The starting point would be a single customer view: a capability every vertical needed and a strong candidate for proving the model.

The most important design principle was voluntary adoption. Top-down mechanisms can be wrong, and no one should force a solution on a business that knows its own needs best. But bottom-up teams, while closest to their own business, need a reason to change. The proposal addressed both sides.

Every business unit retained full autonomy: they could build their own solution, work with a vendor, or disregard the shared capability entirely. But the funding model created a natural incentive. Business verticals paid for their own solutions, while shared services would be free to consume.

4. The Incentive Model

This created a free market inside the organisation. Internal departments became, in effect, customers of the shared team, with the same freedom to walk away. The shared team could not force adoption. They had a cost advantage over external competitors and vertical-specific builds, but that alone would not be enough for an autonomous business vertical to change their approach. Verticals would only switch if the solution met their needs.

This placed genuine accountability on the shared team. Their success would depend on building things that people chose to use, earning adoption the same way an external provider would.

This design also respected what was already working. The existing business units were performing well, and the structure preserved that. The goal was to create a better path alongside them. As shared capabilities earned adoption by meeting real vertical needs, cross-bank functionality would gradually accumulate, and with it, a culture of thinking beyond the individual business unit.

5. What Happened

The proposal was not taken forward. The Chief Product Officer’s view was that the product function had not yet earned the credibility within the bank to drive a change as broad as organisational architecture. The team needed to demonstrate delivery capability on specific initiatives first. This was a judgement about timing and trust, with the model itself respected.

The bank addressed fragmentation through time-bound projects instead: consolidating specific systems, replacing duplicated platforms, and delivering defined commercial outcomes. It was a more controlled, more familiar approach, and it addressed real technical debt and delivered commercial value.

Despite proposing a different long-term approach, I was fully committed to the chosen direction. I joined the core banking initiative and contributed to the work that followed.

“He was an advocate of building standard platforms which we could build our products on, to increase reuse and speed up feature development, and we successfully worked together to promote that approach more widely.”

Steve Gardner · Director of Engineering, Shawbrook Bank

6. What I Observed

Working on the project-based approach first hand, I saw it reduce technical fragmentation. It also brought people from different verticals together around shared problems, consolidating customer accounts across multiple systems into a single source of truth. That created real cross-bank conversation and thinking, within the scope of the project.

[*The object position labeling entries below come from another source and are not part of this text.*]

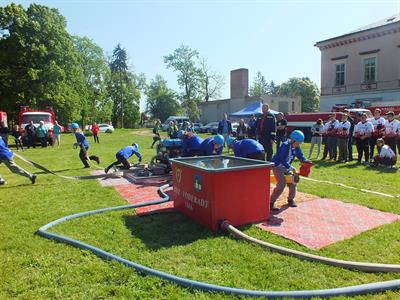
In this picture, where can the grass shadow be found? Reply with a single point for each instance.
(166, 230)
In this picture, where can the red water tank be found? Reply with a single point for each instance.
(215, 188)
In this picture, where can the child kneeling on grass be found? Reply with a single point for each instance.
(6, 156)
(84, 146)
(282, 160)
(386, 156)
(123, 155)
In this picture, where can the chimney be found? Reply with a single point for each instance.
(239, 83)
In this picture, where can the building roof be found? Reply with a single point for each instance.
(384, 22)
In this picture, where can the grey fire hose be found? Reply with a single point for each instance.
(324, 293)
(353, 265)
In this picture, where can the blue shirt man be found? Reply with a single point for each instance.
(210, 147)
(248, 148)
(123, 155)
(191, 145)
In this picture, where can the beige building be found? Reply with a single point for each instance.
(362, 66)
(212, 111)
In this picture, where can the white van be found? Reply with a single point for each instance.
(179, 120)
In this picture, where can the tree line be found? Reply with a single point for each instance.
(41, 65)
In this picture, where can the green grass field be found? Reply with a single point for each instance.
(33, 267)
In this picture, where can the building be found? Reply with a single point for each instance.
(362, 67)
(212, 111)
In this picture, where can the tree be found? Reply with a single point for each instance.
(119, 69)
(260, 86)
(306, 89)
(162, 102)
(97, 73)
(210, 82)
(39, 65)
(184, 62)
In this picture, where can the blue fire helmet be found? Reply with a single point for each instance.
(219, 140)
(136, 146)
(230, 141)
(297, 136)
(180, 134)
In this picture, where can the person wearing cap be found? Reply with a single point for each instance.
(266, 131)
(225, 127)
(123, 155)
(42, 133)
(317, 132)
(191, 144)
(212, 146)
(386, 156)
(83, 144)
(6, 157)
(331, 138)
(246, 148)
(342, 133)
(281, 129)
(362, 133)
(282, 166)
(391, 131)
(379, 127)
(30, 130)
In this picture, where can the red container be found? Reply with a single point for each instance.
(214, 188)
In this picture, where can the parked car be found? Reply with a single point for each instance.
(196, 127)
(178, 119)
(207, 127)
(106, 128)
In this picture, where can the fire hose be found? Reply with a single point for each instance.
(343, 291)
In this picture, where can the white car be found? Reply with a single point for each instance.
(106, 128)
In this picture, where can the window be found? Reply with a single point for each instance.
(339, 74)
(369, 65)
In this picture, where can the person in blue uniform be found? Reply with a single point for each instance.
(6, 157)
(123, 155)
(83, 144)
(247, 148)
(266, 131)
(191, 144)
(282, 166)
(212, 146)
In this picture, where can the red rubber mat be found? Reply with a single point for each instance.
(145, 192)
(321, 222)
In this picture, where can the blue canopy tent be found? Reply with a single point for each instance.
(251, 109)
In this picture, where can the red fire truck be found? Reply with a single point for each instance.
(3, 117)
(46, 115)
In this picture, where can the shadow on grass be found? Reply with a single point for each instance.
(166, 230)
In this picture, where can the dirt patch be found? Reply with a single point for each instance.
(300, 197)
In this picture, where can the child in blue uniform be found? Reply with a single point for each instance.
(212, 146)
(191, 144)
(247, 148)
(84, 146)
(282, 160)
(6, 156)
(123, 155)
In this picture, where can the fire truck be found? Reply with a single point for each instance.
(385, 107)
(304, 121)
(3, 117)
(46, 115)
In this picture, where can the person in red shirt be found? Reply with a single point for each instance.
(95, 130)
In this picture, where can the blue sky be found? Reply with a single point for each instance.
(274, 37)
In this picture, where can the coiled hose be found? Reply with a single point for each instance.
(344, 291)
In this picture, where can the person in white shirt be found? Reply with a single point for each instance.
(379, 127)
(342, 132)
(386, 155)
(362, 133)
(331, 138)
(391, 131)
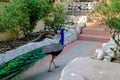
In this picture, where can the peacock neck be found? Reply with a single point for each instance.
(61, 41)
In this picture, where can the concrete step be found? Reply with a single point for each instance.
(95, 31)
(95, 38)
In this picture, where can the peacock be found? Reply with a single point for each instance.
(54, 49)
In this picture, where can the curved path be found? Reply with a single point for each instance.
(76, 49)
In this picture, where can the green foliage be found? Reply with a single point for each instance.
(57, 18)
(22, 15)
(12, 17)
(37, 9)
(111, 12)
(21, 62)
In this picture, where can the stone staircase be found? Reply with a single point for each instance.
(95, 33)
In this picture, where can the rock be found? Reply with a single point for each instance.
(100, 54)
(85, 68)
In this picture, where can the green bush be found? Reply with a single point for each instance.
(57, 18)
(22, 15)
(110, 12)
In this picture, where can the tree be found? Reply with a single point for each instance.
(110, 14)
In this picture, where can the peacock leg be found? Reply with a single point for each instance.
(54, 62)
(49, 70)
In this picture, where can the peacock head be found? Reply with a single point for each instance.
(61, 41)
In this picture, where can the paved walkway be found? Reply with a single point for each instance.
(75, 49)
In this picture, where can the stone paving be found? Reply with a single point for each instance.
(75, 49)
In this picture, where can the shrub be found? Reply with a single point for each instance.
(111, 17)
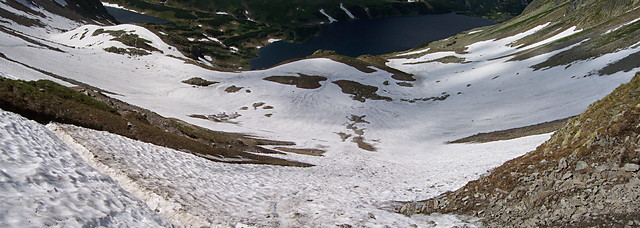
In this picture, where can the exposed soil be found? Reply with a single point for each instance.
(360, 92)
(45, 101)
(586, 175)
(541, 128)
(312, 152)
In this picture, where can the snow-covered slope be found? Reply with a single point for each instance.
(45, 183)
(377, 151)
(344, 190)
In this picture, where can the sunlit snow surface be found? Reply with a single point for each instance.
(348, 185)
(346, 189)
(44, 183)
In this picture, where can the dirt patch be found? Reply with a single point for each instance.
(312, 152)
(360, 92)
(586, 175)
(302, 81)
(541, 128)
(197, 81)
(45, 101)
(233, 89)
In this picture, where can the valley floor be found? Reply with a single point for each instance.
(350, 188)
(381, 148)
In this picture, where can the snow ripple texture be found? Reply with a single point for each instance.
(43, 183)
(195, 192)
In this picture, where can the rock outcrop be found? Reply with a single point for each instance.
(585, 175)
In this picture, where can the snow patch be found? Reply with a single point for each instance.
(621, 26)
(347, 11)
(45, 183)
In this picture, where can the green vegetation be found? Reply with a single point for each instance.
(131, 40)
(128, 51)
(197, 81)
(588, 159)
(359, 91)
(248, 24)
(303, 81)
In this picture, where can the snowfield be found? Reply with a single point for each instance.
(410, 159)
(350, 189)
(44, 183)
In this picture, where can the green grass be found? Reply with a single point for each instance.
(291, 20)
(360, 92)
(199, 82)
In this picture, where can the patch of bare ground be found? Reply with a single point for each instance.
(302, 81)
(45, 101)
(586, 175)
(541, 128)
(197, 81)
(358, 137)
(233, 89)
(311, 152)
(360, 92)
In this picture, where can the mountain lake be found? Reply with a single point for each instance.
(374, 36)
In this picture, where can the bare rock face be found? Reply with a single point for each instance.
(587, 174)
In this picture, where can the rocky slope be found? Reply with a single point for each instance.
(585, 175)
(240, 28)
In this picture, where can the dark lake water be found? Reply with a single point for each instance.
(376, 36)
(126, 16)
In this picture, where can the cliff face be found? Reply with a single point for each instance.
(585, 175)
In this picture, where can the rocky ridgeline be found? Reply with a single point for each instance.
(587, 174)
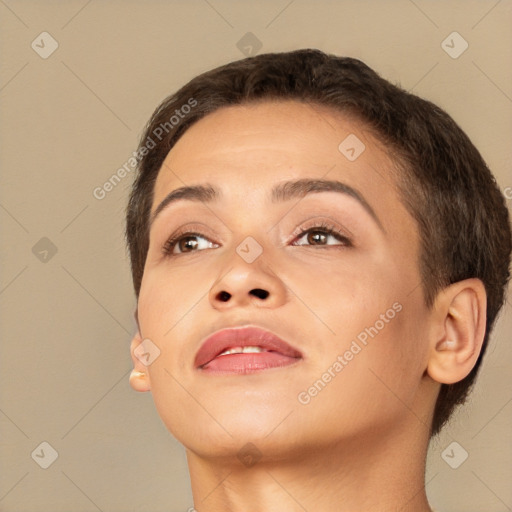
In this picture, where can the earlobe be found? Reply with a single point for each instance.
(139, 377)
(461, 313)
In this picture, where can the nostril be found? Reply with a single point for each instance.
(224, 296)
(262, 294)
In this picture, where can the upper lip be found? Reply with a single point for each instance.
(247, 336)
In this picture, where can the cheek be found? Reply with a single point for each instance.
(167, 296)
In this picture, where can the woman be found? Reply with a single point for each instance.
(319, 258)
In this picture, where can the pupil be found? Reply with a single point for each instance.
(185, 243)
(314, 236)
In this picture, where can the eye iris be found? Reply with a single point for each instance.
(317, 237)
(186, 243)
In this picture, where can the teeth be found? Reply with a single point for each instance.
(243, 350)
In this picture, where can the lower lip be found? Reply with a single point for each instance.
(248, 363)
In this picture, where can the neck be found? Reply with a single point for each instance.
(382, 474)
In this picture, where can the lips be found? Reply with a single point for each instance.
(244, 350)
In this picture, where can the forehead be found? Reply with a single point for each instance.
(259, 144)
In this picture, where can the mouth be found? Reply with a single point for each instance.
(244, 350)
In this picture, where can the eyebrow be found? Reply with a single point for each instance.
(281, 192)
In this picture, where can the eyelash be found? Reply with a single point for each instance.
(325, 228)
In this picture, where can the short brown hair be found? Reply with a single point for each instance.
(462, 217)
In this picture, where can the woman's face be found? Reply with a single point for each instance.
(349, 301)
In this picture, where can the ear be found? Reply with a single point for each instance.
(139, 378)
(460, 316)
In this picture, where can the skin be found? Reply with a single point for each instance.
(361, 442)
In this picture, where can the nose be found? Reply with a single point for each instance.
(246, 284)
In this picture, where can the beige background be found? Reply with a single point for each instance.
(71, 120)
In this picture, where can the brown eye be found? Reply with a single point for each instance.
(185, 243)
(320, 236)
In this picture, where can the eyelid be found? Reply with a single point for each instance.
(322, 223)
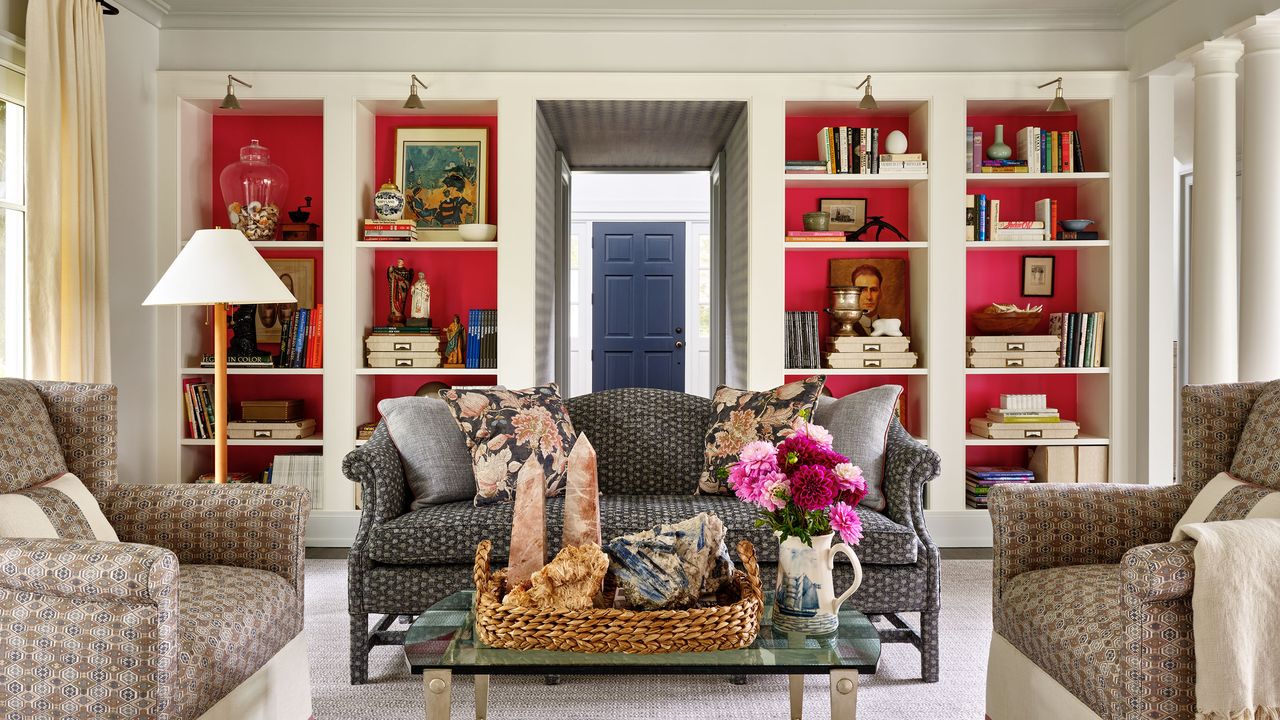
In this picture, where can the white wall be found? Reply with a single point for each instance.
(132, 53)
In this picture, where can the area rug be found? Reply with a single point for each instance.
(894, 692)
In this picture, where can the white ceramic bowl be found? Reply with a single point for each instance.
(478, 232)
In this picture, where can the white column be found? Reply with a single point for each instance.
(1260, 220)
(1214, 263)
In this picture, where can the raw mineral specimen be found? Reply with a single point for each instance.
(671, 565)
(570, 582)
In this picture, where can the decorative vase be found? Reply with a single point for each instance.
(999, 150)
(389, 203)
(254, 190)
(804, 600)
(895, 142)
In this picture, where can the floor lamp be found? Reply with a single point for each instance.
(219, 268)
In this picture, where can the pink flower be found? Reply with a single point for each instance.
(845, 520)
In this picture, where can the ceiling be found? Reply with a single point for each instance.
(640, 133)
(640, 14)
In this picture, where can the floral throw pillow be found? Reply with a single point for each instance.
(504, 428)
(743, 417)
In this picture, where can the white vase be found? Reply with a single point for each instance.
(804, 600)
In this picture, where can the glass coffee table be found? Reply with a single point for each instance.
(442, 643)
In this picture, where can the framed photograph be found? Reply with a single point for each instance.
(298, 274)
(883, 282)
(443, 174)
(1037, 276)
(846, 213)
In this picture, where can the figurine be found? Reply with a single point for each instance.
(419, 304)
(453, 343)
(397, 285)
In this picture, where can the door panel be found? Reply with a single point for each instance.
(639, 305)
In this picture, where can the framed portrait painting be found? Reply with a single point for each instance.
(298, 274)
(444, 178)
(846, 214)
(883, 282)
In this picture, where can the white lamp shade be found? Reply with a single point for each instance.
(219, 265)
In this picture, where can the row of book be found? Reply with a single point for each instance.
(1038, 150)
(801, 340)
(481, 350)
(1079, 338)
(978, 481)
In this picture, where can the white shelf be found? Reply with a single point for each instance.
(1037, 370)
(855, 246)
(842, 180)
(1042, 244)
(972, 441)
(859, 370)
(256, 370)
(421, 245)
(1036, 178)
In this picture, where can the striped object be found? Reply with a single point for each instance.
(1229, 499)
(62, 507)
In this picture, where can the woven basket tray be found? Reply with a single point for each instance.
(643, 632)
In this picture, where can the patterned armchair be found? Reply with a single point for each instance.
(650, 446)
(1092, 602)
(199, 607)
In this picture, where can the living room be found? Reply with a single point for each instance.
(320, 401)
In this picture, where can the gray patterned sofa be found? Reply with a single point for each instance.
(650, 452)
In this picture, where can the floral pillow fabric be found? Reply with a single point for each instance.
(504, 428)
(743, 417)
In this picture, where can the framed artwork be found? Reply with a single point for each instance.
(443, 174)
(298, 274)
(846, 213)
(883, 282)
(1037, 276)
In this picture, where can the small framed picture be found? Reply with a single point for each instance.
(1037, 276)
(846, 213)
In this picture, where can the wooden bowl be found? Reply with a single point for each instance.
(1006, 323)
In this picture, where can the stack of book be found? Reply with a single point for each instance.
(801, 343)
(869, 352)
(978, 481)
(392, 346)
(1014, 351)
(1079, 337)
(389, 231)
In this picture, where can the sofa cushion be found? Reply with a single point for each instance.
(449, 533)
(231, 621)
(30, 452)
(434, 451)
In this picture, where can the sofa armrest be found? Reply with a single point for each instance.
(245, 525)
(908, 465)
(108, 611)
(1160, 572)
(1051, 525)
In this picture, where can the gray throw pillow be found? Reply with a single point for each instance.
(432, 447)
(859, 431)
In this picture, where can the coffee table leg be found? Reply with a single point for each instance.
(796, 687)
(481, 697)
(844, 695)
(437, 686)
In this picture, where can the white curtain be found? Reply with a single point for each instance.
(67, 300)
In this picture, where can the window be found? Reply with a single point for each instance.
(13, 223)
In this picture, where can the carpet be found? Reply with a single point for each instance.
(894, 692)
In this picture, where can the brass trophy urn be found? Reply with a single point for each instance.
(845, 310)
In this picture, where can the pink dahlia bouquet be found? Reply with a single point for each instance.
(804, 487)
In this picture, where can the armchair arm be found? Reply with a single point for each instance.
(1051, 525)
(246, 525)
(908, 465)
(1155, 573)
(58, 595)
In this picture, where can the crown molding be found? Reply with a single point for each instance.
(280, 18)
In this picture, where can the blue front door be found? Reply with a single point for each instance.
(638, 282)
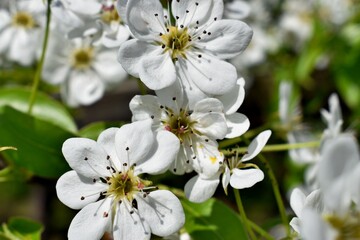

The two approaches were complementary. The project-based work consolidated systems and delivered commercial value. The organisational model would have made that kind of cross-bank collaboration structural, extending it beyond individual projects and into how product decisions were framed day to day.

Solution architecture addresses how the organisation solves problems today. Organisational architecture determines how it will solve problems in the future.

7. What I Would Refine

If I were to propose this again, I would start with a single pilot capability, demonstrate value within one or two verticals, and let the structural argument emerge from evidence.

The concept was sound. Presenting the evidence before the full model would have let the work speak for itself. That is the lesson I would carry forward.

“He’s a person with an open, analytical mind, who understands the realities of software development well. Thanks to his [insight, he] identifies potential risks and bottlenecks in the solution.”